Selon Mme Gavsie, un autre problème lié au consentement au don est lié aux familles qui infirment la décision de leurs proches de donner leurs organes, ce qui survient dans 10 à 15 % des cas[57]. Elle a expliqué que cela se produisait principalement dans les cas de décès d’origine cardiaque, au moment de la décision de cesser de maintenir les fonctions vitales; cependant, cette décision est prise lorsque les proches sont réunis, ce qui ne donne pas à l’hôpital suffisamment de temps pour mettre en place le processus de don d’organes. La Dre Lori West, directrice du Programme national de recherche en transplantation du Canada, a également expliqué que cela est attribuable à un écart entre le paysage juridique, qui requiert le consentement d’une personne au don, et ce qui se passe en réalité dans l’établissement de soins de santé lorsqu’il s’agit de respecter les désirs de la personne[58]. En outre, même si l’on instaurait une loi établissant le consentement présumé au don d’organes, qui présume que les personnes consentent à donner leurs organes à moins qu’elles aient expressément refusé de le faire, cela ne résoudrait pas le problème. Comme l’a expliqué Mme Gavsie :

Intuitivement, cela nous semble certainement être une solution miracle. Cependant, quand nous approfondissons la question et examinons la question à l’étranger, nous constatons que ce n’est pas le cas, car la famille doit encore donner son accord et qu’elle n’aurait jamais discuté de la question en raison de la présomption de consentement. Les familles n’ayant aucune raison de discuter de la question diront qu’elles ignorent si le parent a vraiment lu les petits caractères et compris qu’il donnait son consentement par défaut, et qu’elles ne pensent pas qu’il aurait voulu faire don de ses organes[59].

E. Résultats de la greffe

Enfin, les membres du Comité ont appris qu’il est également important d’améliorer les résultats des greffes d’organes afin de diminuer la nécessité de procéder à une nouvelle greffe[60]. La Dre West a indiqué qu’il y avait un nombre sans cesse grandissant de personnes dont la greffe d’organes échoue, et qu’il faut poursuivre les recherches pour comprendre les raisons de ces échecs afin de réduire la nécessité de procéder à nouvelle greffe, ce qui a des effets préjudiciables à la fois sur la santé des receveurs et sur la liste d’attente de dons d’organes au Canada[61].

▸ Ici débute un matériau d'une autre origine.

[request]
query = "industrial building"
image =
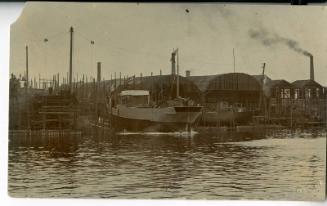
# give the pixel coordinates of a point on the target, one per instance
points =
(232, 89)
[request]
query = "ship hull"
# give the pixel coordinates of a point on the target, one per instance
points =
(154, 119)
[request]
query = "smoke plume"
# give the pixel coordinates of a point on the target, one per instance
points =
(269, 39)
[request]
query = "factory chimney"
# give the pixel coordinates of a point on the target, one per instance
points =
(173, 63)
(312, 71)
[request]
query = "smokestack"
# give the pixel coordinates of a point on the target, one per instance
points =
(312, 71)
(187, 73)
(99, 72)
(173, 63)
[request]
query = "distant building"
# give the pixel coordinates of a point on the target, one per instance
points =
(309, 98)
(280, 94)
(231, 89)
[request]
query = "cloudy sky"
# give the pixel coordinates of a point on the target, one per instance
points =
(139, 38)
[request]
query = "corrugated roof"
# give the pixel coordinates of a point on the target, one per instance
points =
(305, 83)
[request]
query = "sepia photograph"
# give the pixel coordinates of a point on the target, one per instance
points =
(196, 101)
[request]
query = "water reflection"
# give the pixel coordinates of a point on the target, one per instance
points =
(226, 165)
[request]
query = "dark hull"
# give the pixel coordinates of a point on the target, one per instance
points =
(134, 125)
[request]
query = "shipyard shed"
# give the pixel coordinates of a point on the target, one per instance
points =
(307, 89)
(231, 89)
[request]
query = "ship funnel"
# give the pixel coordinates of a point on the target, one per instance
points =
(312, 71)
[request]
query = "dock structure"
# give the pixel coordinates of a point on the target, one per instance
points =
(53, 112)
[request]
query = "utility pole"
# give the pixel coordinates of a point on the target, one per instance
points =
(71, 59)
(234, 59)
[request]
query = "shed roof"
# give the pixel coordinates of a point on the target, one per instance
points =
(305, 83)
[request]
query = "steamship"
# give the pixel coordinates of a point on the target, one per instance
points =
(134, 112)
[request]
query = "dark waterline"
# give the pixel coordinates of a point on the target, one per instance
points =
(230, 165)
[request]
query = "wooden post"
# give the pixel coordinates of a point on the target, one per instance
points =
(27, 79)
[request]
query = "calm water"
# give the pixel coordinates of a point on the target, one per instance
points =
(274, 165)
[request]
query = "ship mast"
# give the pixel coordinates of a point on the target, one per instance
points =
(71, 30)
(177, 68)
(27, 78)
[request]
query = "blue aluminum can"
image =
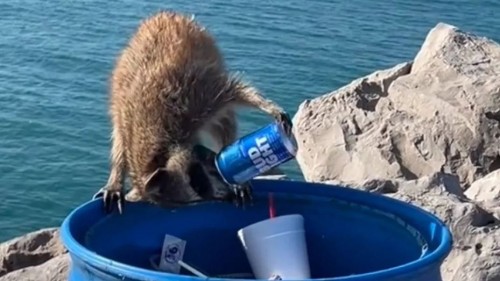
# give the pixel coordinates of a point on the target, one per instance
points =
(255, 154)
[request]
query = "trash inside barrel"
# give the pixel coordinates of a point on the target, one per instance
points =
(340, 234)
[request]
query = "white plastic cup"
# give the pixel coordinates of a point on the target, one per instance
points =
(277, 246)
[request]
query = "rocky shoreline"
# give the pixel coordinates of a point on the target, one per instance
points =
(425, 132)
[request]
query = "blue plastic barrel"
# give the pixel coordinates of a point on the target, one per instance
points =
(351, 236)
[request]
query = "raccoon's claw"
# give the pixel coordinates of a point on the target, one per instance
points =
(112, 196)
(286, 122)
(243, 194)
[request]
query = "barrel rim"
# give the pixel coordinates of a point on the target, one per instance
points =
(117, 268)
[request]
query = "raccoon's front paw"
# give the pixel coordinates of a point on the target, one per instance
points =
(286, 122)
(242, 194)
(112, 195)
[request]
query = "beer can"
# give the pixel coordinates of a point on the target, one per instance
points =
(255, 154)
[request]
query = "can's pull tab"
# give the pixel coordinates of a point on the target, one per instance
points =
(171, 257)
(172, 252)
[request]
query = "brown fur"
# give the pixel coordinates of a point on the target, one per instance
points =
(169, 84)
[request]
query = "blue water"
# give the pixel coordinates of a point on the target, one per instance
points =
(56, 57)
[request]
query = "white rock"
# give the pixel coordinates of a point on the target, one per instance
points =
(441, 113)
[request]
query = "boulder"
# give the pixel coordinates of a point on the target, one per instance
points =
(476, 232)
(32, 249)
(486, 191)
(55, 269)
(440, 112)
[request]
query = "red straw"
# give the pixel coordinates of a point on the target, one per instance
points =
(272, 209)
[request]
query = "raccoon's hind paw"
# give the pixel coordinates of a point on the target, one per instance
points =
(110, 197)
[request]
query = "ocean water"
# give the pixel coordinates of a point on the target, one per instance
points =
(56, 57)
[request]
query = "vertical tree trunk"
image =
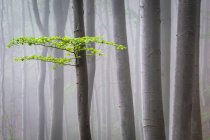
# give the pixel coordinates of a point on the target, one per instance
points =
(90, 31)
(24, 74)
(137, 78)
(152, 110)
(3, 113)
(123, 72)
(44, 29)
(81, 73)
(60, 12)
(165, 58)
(182, 96)
(196, 126)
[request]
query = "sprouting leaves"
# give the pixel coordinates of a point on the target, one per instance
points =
(73, 47)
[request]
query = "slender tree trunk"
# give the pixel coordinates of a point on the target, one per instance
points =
(165, 58)
(82, 74)
(182, 96)
(90, 31)
(108, 77)
(137, 78)
(152, 110)
(3, 113)
(123, 72)
(60, 12)
(44, 29)
(196, 126)
(24, 74)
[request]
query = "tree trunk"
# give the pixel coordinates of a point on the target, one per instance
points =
(90, 31)
(81, 73)
(152, 110)
(3, 113)
(182, 95)
(44, 29)
(123, 72)
(196, 126)
(24, 86)
(165, 59)
(60, 12)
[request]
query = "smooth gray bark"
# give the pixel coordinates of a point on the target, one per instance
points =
(81, 74)
(24, 85)
(152, 110)
(90, 31)
(165, 58)
(123, 72)
(60, 12)
(182, 96)
(196, 126)
(44, 29)
(3, 112)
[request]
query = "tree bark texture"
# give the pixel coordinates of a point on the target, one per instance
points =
(81, 74)
(152, 110)
(123, 72)
(196, 126)
(182, 96)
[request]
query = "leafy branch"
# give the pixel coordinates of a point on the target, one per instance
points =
(73, 47)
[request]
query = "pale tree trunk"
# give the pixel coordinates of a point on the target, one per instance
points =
(204, 51)
(165, 59)
(123, 72)
(107, 79)
(44, 29)
(82, 74)
(90, 31)
(196, 126)
(3, 112)
(182, 96)
(24, 74)
(60, 11)
(152, 110)
(137, 78)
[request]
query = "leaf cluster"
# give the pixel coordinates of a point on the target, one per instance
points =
(73, 47)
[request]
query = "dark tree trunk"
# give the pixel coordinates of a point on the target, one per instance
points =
(90, 31)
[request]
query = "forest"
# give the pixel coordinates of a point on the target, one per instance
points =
(104, 70)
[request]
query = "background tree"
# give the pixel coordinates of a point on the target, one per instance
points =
(123, 72)
(182, 97)
(152, 110)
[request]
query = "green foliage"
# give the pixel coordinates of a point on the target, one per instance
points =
(73, 47)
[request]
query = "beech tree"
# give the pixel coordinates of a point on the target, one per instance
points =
(182, 96)
(152, 110)
(123, 72)
(196, 126)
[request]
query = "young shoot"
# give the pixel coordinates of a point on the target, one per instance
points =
(72, 47)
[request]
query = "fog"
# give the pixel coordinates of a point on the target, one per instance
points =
(28, 85)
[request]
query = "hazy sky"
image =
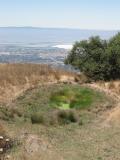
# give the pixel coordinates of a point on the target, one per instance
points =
(84, 14)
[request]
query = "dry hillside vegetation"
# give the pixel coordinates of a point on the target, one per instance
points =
(16, 78)
(112, 89)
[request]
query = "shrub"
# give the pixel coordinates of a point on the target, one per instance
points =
(37, 118)
(97, 59)
(67, 116)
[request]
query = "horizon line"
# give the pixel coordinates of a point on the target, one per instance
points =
(68, 28)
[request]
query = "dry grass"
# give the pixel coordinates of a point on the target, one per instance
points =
(17, 78)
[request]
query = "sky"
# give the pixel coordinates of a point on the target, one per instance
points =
(83, 14)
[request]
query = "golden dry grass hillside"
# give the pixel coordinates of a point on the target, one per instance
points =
(17, 78)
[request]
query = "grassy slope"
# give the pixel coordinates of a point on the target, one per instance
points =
(17, 78)
(79, 141)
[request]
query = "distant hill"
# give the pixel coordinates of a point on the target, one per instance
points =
(48, 35)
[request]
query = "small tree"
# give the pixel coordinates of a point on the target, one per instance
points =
(96, 58)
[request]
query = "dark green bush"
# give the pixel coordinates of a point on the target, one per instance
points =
(67, 116)
(37, 118)
(97, 59)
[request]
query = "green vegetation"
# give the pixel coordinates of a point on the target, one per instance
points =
(77, 98)
(53, 105)
(97, 59)
(40, 118)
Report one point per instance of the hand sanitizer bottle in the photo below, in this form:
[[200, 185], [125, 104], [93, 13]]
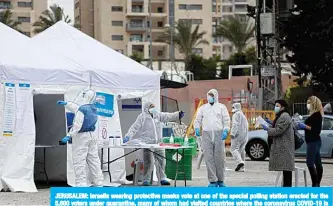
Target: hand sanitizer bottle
[[171, 139]]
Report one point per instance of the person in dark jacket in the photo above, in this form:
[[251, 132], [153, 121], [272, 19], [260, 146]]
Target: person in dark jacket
[[312, 127], [282, 152]]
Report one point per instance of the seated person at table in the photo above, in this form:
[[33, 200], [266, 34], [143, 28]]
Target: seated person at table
[[147, 128]]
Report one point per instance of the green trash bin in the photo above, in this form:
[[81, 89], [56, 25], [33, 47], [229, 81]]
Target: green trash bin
[[185, 160]]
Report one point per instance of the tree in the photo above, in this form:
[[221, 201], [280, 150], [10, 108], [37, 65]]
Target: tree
[[137, 56], [309, 37], [50, 17], [237, 31], [6, 17], [184, 38]]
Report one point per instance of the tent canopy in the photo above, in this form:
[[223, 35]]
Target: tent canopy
[[108, 67], [21, 60]]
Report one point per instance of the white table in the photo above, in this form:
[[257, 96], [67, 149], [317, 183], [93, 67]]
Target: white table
[[148, 147], [44, 147]]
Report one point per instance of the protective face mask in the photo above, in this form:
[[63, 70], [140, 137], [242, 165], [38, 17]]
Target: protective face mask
[[152, 110], [210, 99], [308, 106]]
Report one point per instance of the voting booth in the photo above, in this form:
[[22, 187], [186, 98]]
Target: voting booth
[[129, 83], [34, 76]]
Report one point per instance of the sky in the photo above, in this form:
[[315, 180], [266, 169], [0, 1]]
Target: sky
[[68, 6]]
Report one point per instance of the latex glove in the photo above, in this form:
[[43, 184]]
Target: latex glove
[[302, 126], [181, 114], [224, 134], [126, 139], [264, 127], [65, 140], [60, 102], [268, 121], [197, 132]]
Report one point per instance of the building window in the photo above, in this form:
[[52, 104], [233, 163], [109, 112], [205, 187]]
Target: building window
[[227, 9], [193, 21], [136, 38], [5, 5], [24, 4], [120, 51], [190, 7], [117, 9], [196, 21], [117, 23], [197, 51], [77, 5], [240, 8], [23, 19], [160, 53], [117, 37], [26, 33], [160, 24]]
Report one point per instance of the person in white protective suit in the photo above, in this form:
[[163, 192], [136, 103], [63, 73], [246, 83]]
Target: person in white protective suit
[[84, 143], [148, 128], [239, 136], [215, 121]]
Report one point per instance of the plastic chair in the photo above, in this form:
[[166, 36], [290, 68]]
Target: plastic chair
[[298, 170]]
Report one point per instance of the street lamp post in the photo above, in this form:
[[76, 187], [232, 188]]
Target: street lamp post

MANIÈRE DONT LE GOUVERNEMENT FÉDÉRAL POURRAIT CONTRIBUER À AMÉLIORER LE SYSTÈME CANADIEN DE DON ET DE GREFFE D’ORGANES

Les témoins qui ont comparu se sont attachés à décrire des façons dont le gouvernement fédéral pourrait remédier en partie aux difficultés et contribuer à renforcer le système canadien de don et de greffe d’organes, tout en reconnaissant le partage des compétences dans ce domaine.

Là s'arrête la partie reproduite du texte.